A exploração de petróleo na foz do Amazonas é uma de proposta de exploração econômica desse recurso energéticofóssil na região da foz do rio Amazonas, localizada nos litorais dos estados brasileiros do Amapá e do Pará. A Petrobras solicitou autorização para explorar a reserva petrolífera nessa região por várias vezes desde 2014. Um debate de amplitude nacional e internacional em torno do tema se instalou em maio de 2023 durante o governo Lula a partir da decisão do Instituto Brasileiro do Meio Ambiente e dos Recursos Naturais Renováveis (IBAMA) de negar, novamente, a solicitação da Petrobras.[28] A negativa de 2023 foi baseada num parecer técnico interno que sublinhou a necessidade de mais informações e providências acerca do plano de extração do petróleo.
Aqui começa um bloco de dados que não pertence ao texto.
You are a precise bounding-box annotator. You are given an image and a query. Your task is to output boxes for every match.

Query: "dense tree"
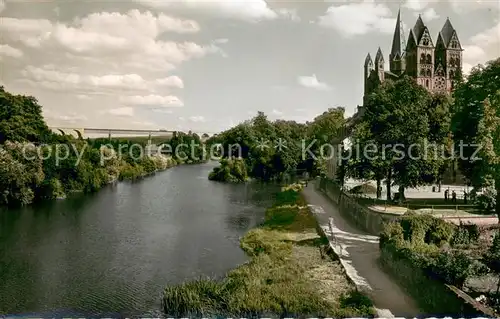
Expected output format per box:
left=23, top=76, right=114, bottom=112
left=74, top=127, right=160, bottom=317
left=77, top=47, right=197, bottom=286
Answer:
left=347, top=76, right=450, bottom=199
left=452, top=58, right=500, bottom=216
left=0, top=86, right=53, bottom=144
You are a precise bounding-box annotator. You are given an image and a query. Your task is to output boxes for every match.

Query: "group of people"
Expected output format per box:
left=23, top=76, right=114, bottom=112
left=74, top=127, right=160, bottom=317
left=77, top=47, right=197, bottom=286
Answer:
left=444, top=188, right=467, bottom=204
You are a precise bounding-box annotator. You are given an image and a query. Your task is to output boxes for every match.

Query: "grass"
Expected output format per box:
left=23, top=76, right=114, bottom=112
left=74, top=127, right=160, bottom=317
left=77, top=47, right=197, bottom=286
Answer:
left=356, top=197, right=479, bottom=216
left=163, top=190, right=375, bottom=318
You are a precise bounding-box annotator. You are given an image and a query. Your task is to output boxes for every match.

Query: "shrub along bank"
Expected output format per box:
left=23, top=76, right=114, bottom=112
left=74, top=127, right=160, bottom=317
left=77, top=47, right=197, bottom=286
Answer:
left=0, top=140, right=177, bottom=206
left=163, top=185, right=374, bottom=317
left=380, top=215, right=494, bottom=316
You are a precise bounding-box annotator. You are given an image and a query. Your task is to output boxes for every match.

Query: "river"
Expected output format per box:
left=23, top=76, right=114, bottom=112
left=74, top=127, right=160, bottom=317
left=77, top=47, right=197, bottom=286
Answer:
left=0, top=163, right=278, bottom=317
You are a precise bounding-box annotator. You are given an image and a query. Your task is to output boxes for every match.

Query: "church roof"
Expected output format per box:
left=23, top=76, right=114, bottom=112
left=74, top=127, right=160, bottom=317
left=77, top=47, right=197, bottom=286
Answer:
left=391, top=10, right=403, bottom=59
left=365, top=53, right=373, bottom=66
left=441, top=18, right=455, bottom=47
left=413, top=15, right=425, bottom=43
left=375, top=47, right=384, bottom=63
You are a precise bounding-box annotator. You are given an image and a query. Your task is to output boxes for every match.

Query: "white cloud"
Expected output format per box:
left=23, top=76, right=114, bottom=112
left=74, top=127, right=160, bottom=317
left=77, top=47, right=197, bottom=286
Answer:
left=105, top=107, right=134, bottom=117
left=120, top=94, right=184, bottom=107
left=21, top=65, right=184, bottom=94
left=214, top=38, right=229, bottom=44
left=135, top=0, right=279, bottom=22
left=297, top=74, right=330, bottom=91
left=47, top=112, right=87, bottom=124
left=462, top=22, right=500, bottom=74
left=403, top=0, right=432, bottom=11
left=76, top=94, right=92, bottom=100
left=448, top=0, right=500, bottom=14
left=318, top=0, right=396, bottom=38
left=276, top=8, right=300, bottom=22
left=0, top=44, right=24, bottom=58
left=189, top=115, right=206, bottom=123
left=415, top=8, right=439, bottom=22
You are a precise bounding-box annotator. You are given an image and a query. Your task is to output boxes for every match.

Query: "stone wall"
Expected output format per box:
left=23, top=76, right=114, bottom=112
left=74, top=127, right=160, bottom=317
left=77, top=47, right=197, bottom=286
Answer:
left=317, top=178, right=399, bottom=235
left=380, top=247, right=496, bottom=318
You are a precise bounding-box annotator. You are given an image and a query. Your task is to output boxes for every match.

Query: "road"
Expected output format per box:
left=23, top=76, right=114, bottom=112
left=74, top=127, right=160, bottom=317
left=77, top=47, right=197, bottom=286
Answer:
left=303, top=183, right=420, bottom=318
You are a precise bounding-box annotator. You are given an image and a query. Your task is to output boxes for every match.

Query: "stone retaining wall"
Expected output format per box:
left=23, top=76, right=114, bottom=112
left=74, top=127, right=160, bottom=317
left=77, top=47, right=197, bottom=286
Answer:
left=317, top=178, right=399, bottom=235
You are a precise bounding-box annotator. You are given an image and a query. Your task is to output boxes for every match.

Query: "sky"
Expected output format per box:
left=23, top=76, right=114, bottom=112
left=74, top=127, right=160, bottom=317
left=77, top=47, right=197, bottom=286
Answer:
left=0, top=0, right=500, bottom=133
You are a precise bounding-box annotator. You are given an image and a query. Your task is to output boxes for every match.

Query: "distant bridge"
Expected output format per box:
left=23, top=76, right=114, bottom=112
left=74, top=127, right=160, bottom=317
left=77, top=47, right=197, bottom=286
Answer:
left=50, top=126, right=215, bottom=139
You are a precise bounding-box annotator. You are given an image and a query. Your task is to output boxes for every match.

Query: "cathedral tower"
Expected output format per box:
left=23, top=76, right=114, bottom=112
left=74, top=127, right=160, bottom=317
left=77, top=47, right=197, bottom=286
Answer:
left=435, top=18, right=463, bottom=92
left=389, top=10, right=406, bottom=76
left=364, top=53, right=374, bottom=94
left=406, top=16, right=434, bottom=90
left=375, top=47, right=385, bottom=82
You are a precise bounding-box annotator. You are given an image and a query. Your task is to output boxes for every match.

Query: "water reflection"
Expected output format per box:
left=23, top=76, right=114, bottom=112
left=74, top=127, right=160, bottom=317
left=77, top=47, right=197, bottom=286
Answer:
left=0, top=164, right=279, bottom=317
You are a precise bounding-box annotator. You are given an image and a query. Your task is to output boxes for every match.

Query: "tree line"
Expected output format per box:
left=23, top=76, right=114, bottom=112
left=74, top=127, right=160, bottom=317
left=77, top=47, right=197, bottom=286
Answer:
left=0, top=87, right=200, bottom=206
left=209, top=59, right=500, bottom=215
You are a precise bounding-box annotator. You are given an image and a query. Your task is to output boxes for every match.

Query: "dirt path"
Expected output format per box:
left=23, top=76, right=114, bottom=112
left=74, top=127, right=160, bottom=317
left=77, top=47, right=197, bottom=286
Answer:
left=303, top=183, right=419, bottom=318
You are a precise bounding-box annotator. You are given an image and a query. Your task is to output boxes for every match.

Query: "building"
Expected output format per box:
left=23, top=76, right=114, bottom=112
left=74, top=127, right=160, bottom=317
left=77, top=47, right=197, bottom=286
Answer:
left=327, top=11, right=463, bottom=183
left=363, top=12, right=463, bottom=101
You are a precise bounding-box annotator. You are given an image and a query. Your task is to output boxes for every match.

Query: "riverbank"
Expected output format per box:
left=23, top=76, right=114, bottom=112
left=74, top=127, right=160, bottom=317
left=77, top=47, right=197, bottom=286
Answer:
left=163, top=186, right=374, bottom=317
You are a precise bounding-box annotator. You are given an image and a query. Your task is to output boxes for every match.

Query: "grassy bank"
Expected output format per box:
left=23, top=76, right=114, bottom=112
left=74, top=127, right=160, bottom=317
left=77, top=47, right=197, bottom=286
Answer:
left=163, top=187, right=374, bottom=317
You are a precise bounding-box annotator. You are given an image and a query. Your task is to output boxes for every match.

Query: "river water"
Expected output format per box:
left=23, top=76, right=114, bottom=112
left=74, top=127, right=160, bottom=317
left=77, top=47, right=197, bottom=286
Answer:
left=0, top=163, right=278, bottom=317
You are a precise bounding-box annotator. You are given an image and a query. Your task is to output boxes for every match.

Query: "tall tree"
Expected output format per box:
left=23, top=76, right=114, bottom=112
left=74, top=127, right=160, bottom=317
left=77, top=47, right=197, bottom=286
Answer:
left=363, top=76, right=443, bottom=199
left=452, top=58, right=500, bottom=216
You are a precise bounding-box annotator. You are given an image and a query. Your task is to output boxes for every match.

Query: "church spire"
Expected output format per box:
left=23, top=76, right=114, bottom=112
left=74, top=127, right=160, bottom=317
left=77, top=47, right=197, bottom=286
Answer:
left=390, top=9, right=403, bottom=60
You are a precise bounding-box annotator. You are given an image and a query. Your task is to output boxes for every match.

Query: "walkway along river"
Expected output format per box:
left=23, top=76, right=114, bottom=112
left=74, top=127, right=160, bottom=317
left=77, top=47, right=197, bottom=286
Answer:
left=0, top=163, right=279, bottom=317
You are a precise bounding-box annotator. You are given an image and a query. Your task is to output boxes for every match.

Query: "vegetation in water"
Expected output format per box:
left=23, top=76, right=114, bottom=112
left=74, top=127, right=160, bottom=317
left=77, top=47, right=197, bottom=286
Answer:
left=163, top=186, right=374, bottom=318
left=207, top=107, right=345, bottom=181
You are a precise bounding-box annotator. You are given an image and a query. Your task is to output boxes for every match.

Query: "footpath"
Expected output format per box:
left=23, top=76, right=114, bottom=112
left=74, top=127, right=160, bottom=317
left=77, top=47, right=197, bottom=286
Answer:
left=302, top=182, right=420, bottom=318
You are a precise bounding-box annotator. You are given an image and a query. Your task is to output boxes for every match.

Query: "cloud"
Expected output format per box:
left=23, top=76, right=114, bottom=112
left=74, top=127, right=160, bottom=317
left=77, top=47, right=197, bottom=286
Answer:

O presidente do instituto, Rodrigo Agostinho, afirmou existir inconsistências negligenciadas no projeto da Petrobras, que complicam sua viabilidade dado a alta vulnerabilidade socioambiental da região, como a ausência da avaliação ambiental da área sedimentar (AAAS) na solicitação.[29] A Petrobras, em contrapartida, afirmou que investiu todos os recursos necessários da avaliação prévia da operação, atendendo aos critérios demandados, adicionando que a permissão de perfuração solicitada é uma prospecção das reservas existentes, apresentando, segundo a declaração, um risco reduzido de impacto ambiental.[30]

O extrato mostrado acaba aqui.